July 3, 2014 by dgarnett2013
Lemon frosted pistachio cake: Nigel Slater’s The Kitchen Diaries- adapted by DG
- 250g of butter
- 250g of caster sugar
- 3 large eggs
- 100g of shelled pistachio nuts
- 100g of ground almonds
- 1 orange – zest and juice
- 1 tsp of rosewater
- 60g of plain flour
- 100g of icing sugar
- 2 tbsp of lemon juice
Preheat the oven to 160° C. Line the bottom of a non-stick 21cm cake tin with baking parchment.
Cream the butter and sugar until very light and fluffy. Add the eggs one at a time, beating between adding each egg.
Blitz the pistachios in a food processor to turn them into fine crumbs and then add them, along with the almonds, to the butter, sugar and eggs.
Add the zest and the juice of the orange and then stir in the orange blossom water and, finally, fold in the flour.
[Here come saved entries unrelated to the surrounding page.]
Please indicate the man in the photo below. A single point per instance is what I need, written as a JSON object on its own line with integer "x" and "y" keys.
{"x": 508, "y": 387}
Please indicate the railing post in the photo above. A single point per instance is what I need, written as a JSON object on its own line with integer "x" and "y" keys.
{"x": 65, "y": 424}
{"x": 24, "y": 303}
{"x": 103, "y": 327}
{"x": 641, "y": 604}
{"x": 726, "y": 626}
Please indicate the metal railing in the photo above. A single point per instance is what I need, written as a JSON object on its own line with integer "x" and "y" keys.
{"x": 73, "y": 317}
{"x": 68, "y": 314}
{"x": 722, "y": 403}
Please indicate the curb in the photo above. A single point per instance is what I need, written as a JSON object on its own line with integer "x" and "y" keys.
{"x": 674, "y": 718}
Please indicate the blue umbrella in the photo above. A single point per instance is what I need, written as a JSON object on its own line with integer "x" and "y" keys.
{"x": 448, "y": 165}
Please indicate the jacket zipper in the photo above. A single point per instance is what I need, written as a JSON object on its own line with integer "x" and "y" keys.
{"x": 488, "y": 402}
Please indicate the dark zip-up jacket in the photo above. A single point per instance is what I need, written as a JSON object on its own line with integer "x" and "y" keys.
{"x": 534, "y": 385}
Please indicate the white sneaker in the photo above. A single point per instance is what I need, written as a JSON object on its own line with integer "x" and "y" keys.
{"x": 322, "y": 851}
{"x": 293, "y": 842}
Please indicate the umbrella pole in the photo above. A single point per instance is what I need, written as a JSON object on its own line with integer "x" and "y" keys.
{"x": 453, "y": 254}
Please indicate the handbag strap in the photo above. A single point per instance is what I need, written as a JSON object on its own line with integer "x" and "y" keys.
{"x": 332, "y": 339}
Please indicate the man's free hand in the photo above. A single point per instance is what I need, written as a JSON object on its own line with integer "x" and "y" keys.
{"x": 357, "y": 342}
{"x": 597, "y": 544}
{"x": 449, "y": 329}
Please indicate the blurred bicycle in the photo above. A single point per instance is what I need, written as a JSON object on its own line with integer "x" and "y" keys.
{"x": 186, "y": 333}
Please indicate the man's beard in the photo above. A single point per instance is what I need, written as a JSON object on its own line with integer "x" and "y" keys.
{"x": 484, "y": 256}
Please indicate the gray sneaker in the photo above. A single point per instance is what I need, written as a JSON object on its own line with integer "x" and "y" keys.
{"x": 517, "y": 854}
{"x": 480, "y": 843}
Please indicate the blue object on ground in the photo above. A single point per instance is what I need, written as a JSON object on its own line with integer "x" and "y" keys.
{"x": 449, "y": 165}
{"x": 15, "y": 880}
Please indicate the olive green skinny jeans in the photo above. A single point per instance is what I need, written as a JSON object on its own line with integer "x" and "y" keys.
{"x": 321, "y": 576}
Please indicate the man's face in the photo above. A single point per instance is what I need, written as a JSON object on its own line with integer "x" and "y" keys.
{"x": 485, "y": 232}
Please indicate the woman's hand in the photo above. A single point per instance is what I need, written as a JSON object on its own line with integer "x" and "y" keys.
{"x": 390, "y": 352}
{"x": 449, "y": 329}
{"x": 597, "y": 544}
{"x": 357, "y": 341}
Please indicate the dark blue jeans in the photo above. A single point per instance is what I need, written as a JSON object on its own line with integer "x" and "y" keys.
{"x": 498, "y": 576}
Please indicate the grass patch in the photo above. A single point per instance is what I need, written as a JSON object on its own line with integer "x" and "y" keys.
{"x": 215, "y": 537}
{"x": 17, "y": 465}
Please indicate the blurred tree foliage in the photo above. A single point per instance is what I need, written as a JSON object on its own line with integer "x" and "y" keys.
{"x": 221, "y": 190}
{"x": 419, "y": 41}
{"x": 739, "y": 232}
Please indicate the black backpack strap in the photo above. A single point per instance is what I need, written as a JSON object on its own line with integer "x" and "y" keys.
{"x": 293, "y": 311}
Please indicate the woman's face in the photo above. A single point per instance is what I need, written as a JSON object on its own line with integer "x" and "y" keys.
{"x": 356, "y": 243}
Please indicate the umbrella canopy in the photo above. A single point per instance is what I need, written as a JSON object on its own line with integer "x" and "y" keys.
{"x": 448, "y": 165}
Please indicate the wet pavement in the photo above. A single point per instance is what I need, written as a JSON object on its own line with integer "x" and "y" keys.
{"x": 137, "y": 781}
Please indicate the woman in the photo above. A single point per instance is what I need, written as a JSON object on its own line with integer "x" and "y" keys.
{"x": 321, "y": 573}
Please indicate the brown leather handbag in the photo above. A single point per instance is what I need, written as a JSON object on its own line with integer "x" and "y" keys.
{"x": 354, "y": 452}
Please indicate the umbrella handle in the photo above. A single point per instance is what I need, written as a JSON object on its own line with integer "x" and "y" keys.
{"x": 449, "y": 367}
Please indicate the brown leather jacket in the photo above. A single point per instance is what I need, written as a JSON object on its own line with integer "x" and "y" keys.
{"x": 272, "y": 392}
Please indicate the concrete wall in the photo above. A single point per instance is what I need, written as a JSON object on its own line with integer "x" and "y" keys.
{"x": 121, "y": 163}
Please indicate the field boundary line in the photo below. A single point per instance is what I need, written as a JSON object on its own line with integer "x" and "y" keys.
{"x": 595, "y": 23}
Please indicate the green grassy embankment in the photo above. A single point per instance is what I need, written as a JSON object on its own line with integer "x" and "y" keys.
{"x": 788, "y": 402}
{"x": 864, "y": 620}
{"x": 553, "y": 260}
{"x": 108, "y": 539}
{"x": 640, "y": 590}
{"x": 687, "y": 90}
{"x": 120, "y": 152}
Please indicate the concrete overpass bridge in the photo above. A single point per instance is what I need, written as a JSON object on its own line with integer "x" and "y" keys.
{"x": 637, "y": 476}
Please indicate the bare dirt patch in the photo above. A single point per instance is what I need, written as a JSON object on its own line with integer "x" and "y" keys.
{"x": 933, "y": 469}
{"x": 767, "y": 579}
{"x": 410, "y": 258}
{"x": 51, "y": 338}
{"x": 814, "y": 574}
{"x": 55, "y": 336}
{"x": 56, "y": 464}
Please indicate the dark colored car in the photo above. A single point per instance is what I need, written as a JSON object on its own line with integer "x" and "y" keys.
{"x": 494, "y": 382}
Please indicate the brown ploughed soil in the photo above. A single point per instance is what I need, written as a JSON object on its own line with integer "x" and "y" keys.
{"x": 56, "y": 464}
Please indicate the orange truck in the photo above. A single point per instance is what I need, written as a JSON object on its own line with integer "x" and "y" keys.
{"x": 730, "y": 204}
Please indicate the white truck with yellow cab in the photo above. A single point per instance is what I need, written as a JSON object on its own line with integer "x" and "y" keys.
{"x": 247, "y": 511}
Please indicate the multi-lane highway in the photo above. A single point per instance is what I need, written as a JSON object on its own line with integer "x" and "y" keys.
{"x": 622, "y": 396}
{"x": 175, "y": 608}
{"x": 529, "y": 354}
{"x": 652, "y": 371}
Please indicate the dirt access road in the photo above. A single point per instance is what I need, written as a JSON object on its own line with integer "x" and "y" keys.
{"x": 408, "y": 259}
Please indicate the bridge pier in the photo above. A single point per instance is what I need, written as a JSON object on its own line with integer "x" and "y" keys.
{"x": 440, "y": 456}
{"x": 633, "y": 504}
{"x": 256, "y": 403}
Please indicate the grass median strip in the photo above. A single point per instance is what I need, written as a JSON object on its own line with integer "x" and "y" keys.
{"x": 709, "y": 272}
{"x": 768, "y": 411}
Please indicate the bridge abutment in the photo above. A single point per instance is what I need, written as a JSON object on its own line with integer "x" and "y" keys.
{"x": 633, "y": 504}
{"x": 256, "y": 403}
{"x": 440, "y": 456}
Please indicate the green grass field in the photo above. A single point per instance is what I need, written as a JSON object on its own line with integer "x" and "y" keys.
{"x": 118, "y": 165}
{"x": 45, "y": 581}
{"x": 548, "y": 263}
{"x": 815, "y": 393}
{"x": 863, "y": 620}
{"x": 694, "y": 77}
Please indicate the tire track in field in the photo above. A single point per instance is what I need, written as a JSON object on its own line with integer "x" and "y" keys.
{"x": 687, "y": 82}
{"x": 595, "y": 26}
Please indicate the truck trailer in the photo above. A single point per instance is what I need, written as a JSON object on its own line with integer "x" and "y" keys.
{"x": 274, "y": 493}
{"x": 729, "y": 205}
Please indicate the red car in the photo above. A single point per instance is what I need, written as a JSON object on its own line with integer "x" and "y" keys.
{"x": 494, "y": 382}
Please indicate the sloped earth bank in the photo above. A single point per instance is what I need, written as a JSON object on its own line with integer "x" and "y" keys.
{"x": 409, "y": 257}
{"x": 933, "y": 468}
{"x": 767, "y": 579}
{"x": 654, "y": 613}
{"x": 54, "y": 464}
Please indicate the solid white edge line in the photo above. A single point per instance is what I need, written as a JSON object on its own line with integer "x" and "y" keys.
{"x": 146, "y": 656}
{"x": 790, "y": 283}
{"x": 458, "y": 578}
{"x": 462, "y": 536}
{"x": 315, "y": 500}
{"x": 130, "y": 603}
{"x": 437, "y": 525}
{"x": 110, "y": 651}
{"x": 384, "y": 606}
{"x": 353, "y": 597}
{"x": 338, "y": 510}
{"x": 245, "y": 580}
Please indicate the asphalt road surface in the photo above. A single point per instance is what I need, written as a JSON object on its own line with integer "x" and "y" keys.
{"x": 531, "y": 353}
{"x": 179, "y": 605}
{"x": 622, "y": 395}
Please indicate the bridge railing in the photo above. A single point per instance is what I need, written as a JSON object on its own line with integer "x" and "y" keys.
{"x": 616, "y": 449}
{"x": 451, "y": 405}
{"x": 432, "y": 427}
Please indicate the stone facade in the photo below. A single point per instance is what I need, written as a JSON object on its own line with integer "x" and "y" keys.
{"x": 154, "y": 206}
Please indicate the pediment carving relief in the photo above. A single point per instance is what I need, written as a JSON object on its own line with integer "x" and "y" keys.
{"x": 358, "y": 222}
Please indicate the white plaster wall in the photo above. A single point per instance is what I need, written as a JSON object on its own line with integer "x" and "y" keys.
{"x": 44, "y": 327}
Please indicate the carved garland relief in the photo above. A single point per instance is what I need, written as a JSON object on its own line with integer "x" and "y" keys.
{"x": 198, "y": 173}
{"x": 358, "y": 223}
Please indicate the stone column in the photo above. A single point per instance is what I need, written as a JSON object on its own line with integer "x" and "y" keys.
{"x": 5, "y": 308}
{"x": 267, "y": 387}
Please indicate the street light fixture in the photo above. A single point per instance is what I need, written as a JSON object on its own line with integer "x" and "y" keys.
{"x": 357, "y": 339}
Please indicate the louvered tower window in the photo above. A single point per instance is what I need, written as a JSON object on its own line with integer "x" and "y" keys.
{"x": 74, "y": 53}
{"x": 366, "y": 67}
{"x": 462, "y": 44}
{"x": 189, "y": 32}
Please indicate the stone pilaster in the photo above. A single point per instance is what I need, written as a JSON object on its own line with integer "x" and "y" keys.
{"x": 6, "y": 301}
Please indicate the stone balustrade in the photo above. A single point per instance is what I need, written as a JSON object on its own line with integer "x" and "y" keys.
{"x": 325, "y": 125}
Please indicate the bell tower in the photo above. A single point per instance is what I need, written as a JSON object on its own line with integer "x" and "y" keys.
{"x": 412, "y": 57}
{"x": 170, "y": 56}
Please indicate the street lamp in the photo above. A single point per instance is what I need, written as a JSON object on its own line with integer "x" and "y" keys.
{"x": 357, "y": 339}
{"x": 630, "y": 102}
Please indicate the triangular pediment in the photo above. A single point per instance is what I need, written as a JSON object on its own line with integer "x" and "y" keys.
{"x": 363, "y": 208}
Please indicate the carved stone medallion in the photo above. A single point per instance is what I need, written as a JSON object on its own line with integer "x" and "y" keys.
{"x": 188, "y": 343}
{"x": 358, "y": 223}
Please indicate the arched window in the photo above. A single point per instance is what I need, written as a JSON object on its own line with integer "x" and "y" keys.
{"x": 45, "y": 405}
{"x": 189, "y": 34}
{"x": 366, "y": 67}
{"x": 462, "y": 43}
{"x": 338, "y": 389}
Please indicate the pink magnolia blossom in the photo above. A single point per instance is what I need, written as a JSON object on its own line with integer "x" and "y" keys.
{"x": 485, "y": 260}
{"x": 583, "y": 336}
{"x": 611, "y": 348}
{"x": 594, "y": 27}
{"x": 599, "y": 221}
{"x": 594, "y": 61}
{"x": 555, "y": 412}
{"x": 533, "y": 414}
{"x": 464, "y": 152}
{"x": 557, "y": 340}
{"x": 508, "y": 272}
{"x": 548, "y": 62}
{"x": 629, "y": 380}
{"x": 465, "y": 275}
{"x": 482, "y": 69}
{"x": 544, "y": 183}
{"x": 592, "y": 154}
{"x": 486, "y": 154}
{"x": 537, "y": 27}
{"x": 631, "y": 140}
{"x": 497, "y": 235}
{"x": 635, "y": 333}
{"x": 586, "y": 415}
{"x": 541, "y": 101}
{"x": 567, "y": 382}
Pour the mixture into the tin and bake for 50 minutes, covering the top lightly with foil for the final ten minutes.
Check that the cake is done by inserting a skewer, it should come out quite clean with no wet mixture stuck to it. Leave it to cool in the tin before turning out.
Make the icing by mixing the icing sugar and lemon juice together until smooth and then pour it over the cake.
If you have any leftover pistachios use a few to decorate the top of the cake, along with a few sugared rose-petals. Leave the icing to set and then serve and enjoy.
Made the day we marvelled at the bank of wild flowers by the Brockwell Park lido.